Steve and Lynda Cooke
Tue 31 May 2016 01:19
16:43S 151:12W

Overnight passage to Huahine- Day 140-141 French Polynesia.

Huahine….. The Wild One at the Heart of the Leeward Islands

Tahina Marina Papeete. Busy,
We had finished the endless list of jobs.
Refitted the new engine water pump, Got the outboard sorted, replaced the old 12 Volt wiring in the chart table and the T.V. cupboard with new wiring. Replaced the old water heater element.
We were situated next to the dinghy dock bar, so after 5 days of happy houring every night, and meeting old and new friends in the marina, old ARC boats like Kiwi Beanz and Maeva Maris, and new ones as well, Like Reclada with Gary and Lynda, some American friends who will catch us up later, and we were well and ready to depart.
Huanine is some 120 miles from Tahiti, past Moorea. More than a days sail. This meant an overnight crossing to the Leeward Islands of French Polynesia.
The weather looked great from a number of different sites and apps, so after one last provision from Carrefour, and picking up our gas bottles from refilling, we slipped our lines, after lunch after one last top up at the fuel dock.

As the afternoon slipped by, we had a great sail across and past the northern tip of Moorea in 15 to 20 knots of beam reach, passing the anchorage on the North side of the island where we left Do Over and Paw Paw the week before. The wind died as we rounded the top corner of the island.
Do Over were just preparing to leave, and joined us as we passed, and the two of us motored into the night together, always less than 10 miles apart, so we would be in VHF range, leaving Paw Paw behind. They would follow later.

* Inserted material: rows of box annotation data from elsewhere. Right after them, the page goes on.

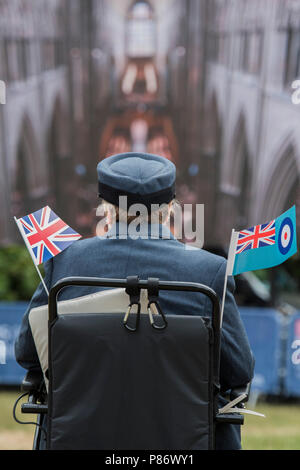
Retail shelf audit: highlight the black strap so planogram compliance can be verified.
[125,276,140,305]
[148,277,159,304]
[148,277,168,330]
[123,276,141,332]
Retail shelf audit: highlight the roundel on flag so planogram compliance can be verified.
[278,217,294,255]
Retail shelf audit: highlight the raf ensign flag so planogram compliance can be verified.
[221,206,297,324]
[228,206,297,275]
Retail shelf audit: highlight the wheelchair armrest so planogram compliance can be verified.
[21,370,44,393]
[230,382,251,405]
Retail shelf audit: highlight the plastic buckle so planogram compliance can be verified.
[123,276,141,332]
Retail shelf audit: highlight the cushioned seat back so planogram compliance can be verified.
[48,312,213,450]
[29,289,148,385]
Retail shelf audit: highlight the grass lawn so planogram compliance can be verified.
[242,402,300,450]
[0,391,300,450]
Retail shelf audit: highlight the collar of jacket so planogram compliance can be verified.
[104,222,175,240]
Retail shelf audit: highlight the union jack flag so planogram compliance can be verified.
[236,220,276,254]
[17,206,81,265]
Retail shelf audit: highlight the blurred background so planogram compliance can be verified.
[0,0,300,449]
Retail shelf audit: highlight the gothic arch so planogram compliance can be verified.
[226,113,252,229]
[12,114,41,216]
[47,96,74,218]
[262,138,300,219]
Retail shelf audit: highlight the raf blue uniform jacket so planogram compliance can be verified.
[15,224,254,449]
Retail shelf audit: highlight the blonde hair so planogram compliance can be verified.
[96,199,181,224]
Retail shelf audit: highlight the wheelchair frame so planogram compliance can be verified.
[18,277,250,450]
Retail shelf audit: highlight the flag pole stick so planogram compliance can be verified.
[220,229,239,328]
[14,217,49,297]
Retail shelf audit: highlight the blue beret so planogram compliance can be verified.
[97,152,176,208]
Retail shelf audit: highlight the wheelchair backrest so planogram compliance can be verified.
[47,278,220,450]
[29,288,148,385]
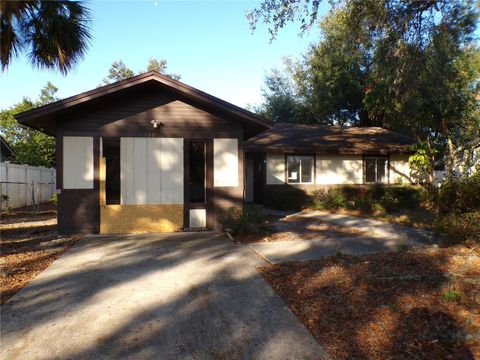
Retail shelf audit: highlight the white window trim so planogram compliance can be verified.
[285,154,316,185]
[363,156,390,184]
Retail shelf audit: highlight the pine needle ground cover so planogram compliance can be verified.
[259,245,480,360]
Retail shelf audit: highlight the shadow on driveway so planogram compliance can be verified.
[1,233,325,359]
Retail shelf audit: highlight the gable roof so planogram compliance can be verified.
[245,124,414,154]
[15,71,272,135]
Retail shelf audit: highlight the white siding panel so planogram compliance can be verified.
[157,138,183,204]
[213,139,238,186]
[63,136,93,189]
[267,154,285,185]
[120,138,183,205]
[316,155,363,184]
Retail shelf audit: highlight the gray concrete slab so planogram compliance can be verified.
[1,233,326,360]
[291,211,435,246]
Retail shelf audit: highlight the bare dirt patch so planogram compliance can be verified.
[260,245,480,360]
[0,203,80,304]
[234,216,368,244]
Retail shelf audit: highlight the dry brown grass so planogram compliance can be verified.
[0,203,79,304]
[260,245,480,360]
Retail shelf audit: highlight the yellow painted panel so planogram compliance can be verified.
[100,205,183,234]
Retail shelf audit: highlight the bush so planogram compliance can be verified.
[220,206,266,235]
[265,187,310,210]
[311,189,347,210]
[437,211,480,243]
[311,185,424,213]
[380,186,423,212]
[435,173,480,215]
[50,192,58,207]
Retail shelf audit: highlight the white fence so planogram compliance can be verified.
[0,162,56,210]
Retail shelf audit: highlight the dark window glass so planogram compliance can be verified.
[102,139,121,205]
[287,156,313,184]
[189,141,205,203]
[365,157,388,183]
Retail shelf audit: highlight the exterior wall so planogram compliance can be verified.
[265,154,410,189]
[315,155,363,185]
[63,136,93,189]
[266,154,285,185]
[56,134,100,234]
[120,137,183,205]
[213,139,239,187]
[57,88,244,234]
[389,155,411,184]
[100,205,183,234]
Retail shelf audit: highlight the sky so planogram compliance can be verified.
[0,0,326,109]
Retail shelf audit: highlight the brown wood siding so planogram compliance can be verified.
[63,89,242,138]
[57,137,100,235]
[57,89,244,234]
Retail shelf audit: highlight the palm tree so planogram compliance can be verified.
[0,0,91,74]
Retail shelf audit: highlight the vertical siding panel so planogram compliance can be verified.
[213,139,238,187]
[160,138,183,204]
[147,138,163,204]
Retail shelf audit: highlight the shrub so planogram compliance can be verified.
[219,206,266,235]
[437,211,480,243]
[380,186,423,212]
[265,187,310,210]
[50,192,58,207]
[310,189,347,210]
[436,173,480,215]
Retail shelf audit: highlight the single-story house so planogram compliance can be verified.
[244,124,413,204]
[16,71,411,234]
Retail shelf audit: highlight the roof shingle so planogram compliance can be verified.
[245,123,414,154]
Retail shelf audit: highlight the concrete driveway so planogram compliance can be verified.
[1,233,326,360]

A couple of ships passed us on the night passage, going the opposite way, and there was nothing notable about the crossing. Just perfect really!
The moon came up after a couple of hours, round and full on the bottom, missing the top half. A strange sight for us northern hemisphere dwellers. The southern cross was easily identified, with the huge wash of clouds that forms the milky way above it. The odd shooting star seen burning itself out as it appeared, like a rocket trail above.
Dawn at 06.00 hrs saw Huahine ahead, the huge mountain dropping into the sea, surrounded by the reef. Waves crashing over the outside of it as we got closer, huge sprays of surf and what looked like smoke or steam, but was the spume of sea water as the rollers came against the reef. The depth of the Pacific Ocean, some 100 meters off the island was 4,000 meters, so the current that was running at nearly two knots, had to split and divide as it reached the island, contributing to the swell.
The other side of the reef, inside it, was a beautiful unreal turquoise blue.
We travelled up the Western side of the reef, to the pass that was indicated by a green Starboard hand Pole. Slipping inside, we headed North in the calm and protected lagoon, and dropped our anchor on the reef side, in some 3 to 4 meters of water. Do Over came in behind us, and dropped alongside.
Ready for some rest. A cold beer, and some sleep.